Appearing before a joint session of the U.S. Congress in 2018, French Macron argued: “If we do not act with urgency as a global community.… We would then inevitably and severely undermine the liberal order we built after World War II. Other powers, with a stronger strategy and ambition, will then fill the void we would leave empty.”

Macron at times alternated between the necessity of Europe or the wider West in defending the liberal order. In front of Congress, he emphasized “the friendship between our two countries, which has contributed to forging this Western world based on democracy, the freedom of individuals, and enabled us to build the international order that we know.” In other speeches, however, he distinguished European civilization and notions of freedom from U.S. norms. In outlining what’s been referred to as the Macron Doctrine, he also equated the United States with Russia and China—just another great power against which Europe should balance in a 19th-century fashion without distinguishing ally from adversary, friend from foe. Nonetheless, he has been consistent on the centrality of Enlightenment values in guiding his strategic thinking, and his oscillations in rhetoric toward the administration of U.S. President Donald Trump perhaps merely reflected an initial open hand in search of a like-minded partner and subsequent frustration and disappointment in this endeavor.

One bold symbolic move to launch this new era of transatlantic cooperation would be for Europe to award Biden the Charlemagne Prize for work done in the service of European unification.
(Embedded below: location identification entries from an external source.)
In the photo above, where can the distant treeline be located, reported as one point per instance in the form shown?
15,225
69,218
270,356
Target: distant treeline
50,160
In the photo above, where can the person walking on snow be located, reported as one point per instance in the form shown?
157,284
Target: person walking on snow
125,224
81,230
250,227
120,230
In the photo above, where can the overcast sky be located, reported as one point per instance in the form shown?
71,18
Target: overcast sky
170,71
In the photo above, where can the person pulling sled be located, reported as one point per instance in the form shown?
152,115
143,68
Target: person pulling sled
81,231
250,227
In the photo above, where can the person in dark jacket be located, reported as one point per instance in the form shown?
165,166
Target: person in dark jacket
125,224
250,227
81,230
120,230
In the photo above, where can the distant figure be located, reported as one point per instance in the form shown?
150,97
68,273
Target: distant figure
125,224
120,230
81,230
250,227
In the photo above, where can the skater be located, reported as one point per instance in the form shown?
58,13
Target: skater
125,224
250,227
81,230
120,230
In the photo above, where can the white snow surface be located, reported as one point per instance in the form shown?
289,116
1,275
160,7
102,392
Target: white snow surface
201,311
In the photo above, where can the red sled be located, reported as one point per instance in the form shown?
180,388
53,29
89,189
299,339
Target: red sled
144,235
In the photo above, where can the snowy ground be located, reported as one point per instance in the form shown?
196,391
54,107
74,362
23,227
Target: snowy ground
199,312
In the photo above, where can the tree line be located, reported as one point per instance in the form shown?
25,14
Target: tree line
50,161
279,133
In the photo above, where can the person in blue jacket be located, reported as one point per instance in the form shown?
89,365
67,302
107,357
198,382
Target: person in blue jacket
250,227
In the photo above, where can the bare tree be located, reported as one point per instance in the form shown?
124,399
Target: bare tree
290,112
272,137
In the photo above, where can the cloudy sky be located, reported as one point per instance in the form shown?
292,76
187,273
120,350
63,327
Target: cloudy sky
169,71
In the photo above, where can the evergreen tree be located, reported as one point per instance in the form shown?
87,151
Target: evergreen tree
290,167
Just as the Nobel Prize committee was visionary in recognizing former U.S. President Barack Obama’s promise of peace, the Charlemagne committee can help Europe and the United States seize this unique strategic opportunity to make the promise of transatlantic partnership a reality. For Europe, the road to success in foreign policy—whether confronting Beijing, Moscow, COVID-19, or the Islamic State—leads through synergy with the United States, and vice versa.